Thursday, November 10, 2011

The Music Palace

                        Pale Fire- unfolds an obscure composition of thoughts and ideas into a perplexing novel.  It has also had the ability to invade my thoughts and awaken a memory of mine that parallels the relationship between Kinbote and Shade.  

Throughout the majority of my childhood my family has acquired a neighbor with frighteningly similar characteristics to Charles Kinbote or V. Botkin.  She has always been extremely friendly but has also suffered from dementia for many years that has been gradually deteriorating her cognitive mind.  My neighbor has had the overwhelming desire to be a member of our family and since the day I have met her she has insisted I refer to her as “Aunty C” and usually describes my family’s house as “our” house.  However, besides a few minor mishaps and annoyances she has never been unpleasant to be around.

            As Professor Sexson illustrated the correlation between the memory palace and Pale Fire in class a specific memory of Aunty C came to light out of the depths of my mind that I have not been capable of ignoring.  During one Christmas holiday, my family received a common phone call from our friendly neighbor Aunty C.  In this specific year Aunty C had the insisted that she was suffering from some incurable disease that she was on the verge of going paralyzed and ultimately this would be the last Christmas of her life.  For this reason, she asked our family if we would be so kind as to come over to her house immediately because she had something important to show us.  My family rushed next door to her chaotically organized house where she explained to us that she would like to show us her Christmas decorations.  We agreed and were swept off onto a two hour long tour of her various trinkets.  She did not have very many of these “treasures” but each one stimulated a mess of memories that she found necessary to share.  At the instant of this experience I was greatly irritated that I had to be objected to this reminiscent journey of Aunty C, now however I realize that this was her own personal memory palace.  Each jewel (a picture frame, a vase, a hairbrush) had a spatial orientation in the room and each object had a relationship with a memory that was interconnected to other memories.  This “method of loci” in latin was a gateway she wished to share of her being.  

            I believe that a similar analogy can be used to illustrate the poem of Pale Fire.  The poem is first and foremost the remembrance of the suicide of Shade’s daughter Hazel.  This memory however is rather than being intertwined with spatial connections is glued together through the continuity of music, Mnemosyne-the mother of the muses.  
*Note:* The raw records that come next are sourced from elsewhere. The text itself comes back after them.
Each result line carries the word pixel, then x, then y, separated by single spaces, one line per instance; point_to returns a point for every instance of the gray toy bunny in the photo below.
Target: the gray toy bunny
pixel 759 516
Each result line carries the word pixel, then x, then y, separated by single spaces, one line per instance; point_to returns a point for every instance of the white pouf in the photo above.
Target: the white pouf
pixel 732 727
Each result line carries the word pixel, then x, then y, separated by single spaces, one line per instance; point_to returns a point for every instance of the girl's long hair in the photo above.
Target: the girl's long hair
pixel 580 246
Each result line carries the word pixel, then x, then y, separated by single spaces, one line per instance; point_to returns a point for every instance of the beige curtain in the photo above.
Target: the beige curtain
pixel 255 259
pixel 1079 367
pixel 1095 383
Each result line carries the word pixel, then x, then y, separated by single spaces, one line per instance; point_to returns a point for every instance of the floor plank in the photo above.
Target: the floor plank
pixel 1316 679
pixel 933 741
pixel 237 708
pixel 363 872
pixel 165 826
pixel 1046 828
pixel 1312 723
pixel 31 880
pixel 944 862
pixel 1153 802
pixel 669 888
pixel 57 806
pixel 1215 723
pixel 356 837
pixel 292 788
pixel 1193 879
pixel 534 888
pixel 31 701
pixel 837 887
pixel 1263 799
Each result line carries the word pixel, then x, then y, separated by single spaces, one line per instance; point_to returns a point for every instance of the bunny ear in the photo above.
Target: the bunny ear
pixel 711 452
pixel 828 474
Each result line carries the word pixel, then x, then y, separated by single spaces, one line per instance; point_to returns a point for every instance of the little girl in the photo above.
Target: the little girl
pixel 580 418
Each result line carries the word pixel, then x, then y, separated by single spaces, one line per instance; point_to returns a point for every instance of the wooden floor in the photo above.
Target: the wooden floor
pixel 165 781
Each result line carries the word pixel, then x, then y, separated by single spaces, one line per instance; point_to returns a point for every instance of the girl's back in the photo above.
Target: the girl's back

And that odd muse of mine,
My versipel, is with me everywhere,
In carrel and in car, and in my chair
(Canto IV Line 946-949)

Music is the being that possesses the unmatchable power to resurrect old remembrances and through these reflections establish new ideas and beliefs.  Einstein for example once stated that music was the driving force behind his intuition and that musical perception was the source of all of his scientific discoveries.  



“If I were not a physicist," he once said, "I would probably be a musician. I often think in music. I live my daydreams in music. I see my life in terms of music.... I get most joy in life out of music" (Calaprice, 2000, 155). 

Music in Pale Fire moves with fluidity through the pages in a similar way. 


A system of cells interlinked within
Cells interlinked within cells interlinked
Within one stem

Canto III: Line 704


            "A stem" can be a reference to a root of a word, the main axis of a plant, but it can also be associated to a line in music notation that connects consecutive note heads.  The multiple definitions of the word “stem” I believe alludes to the arbitrary link connecting nature, art, and language and thus to our memories that can be identified on each page of Pale Fire.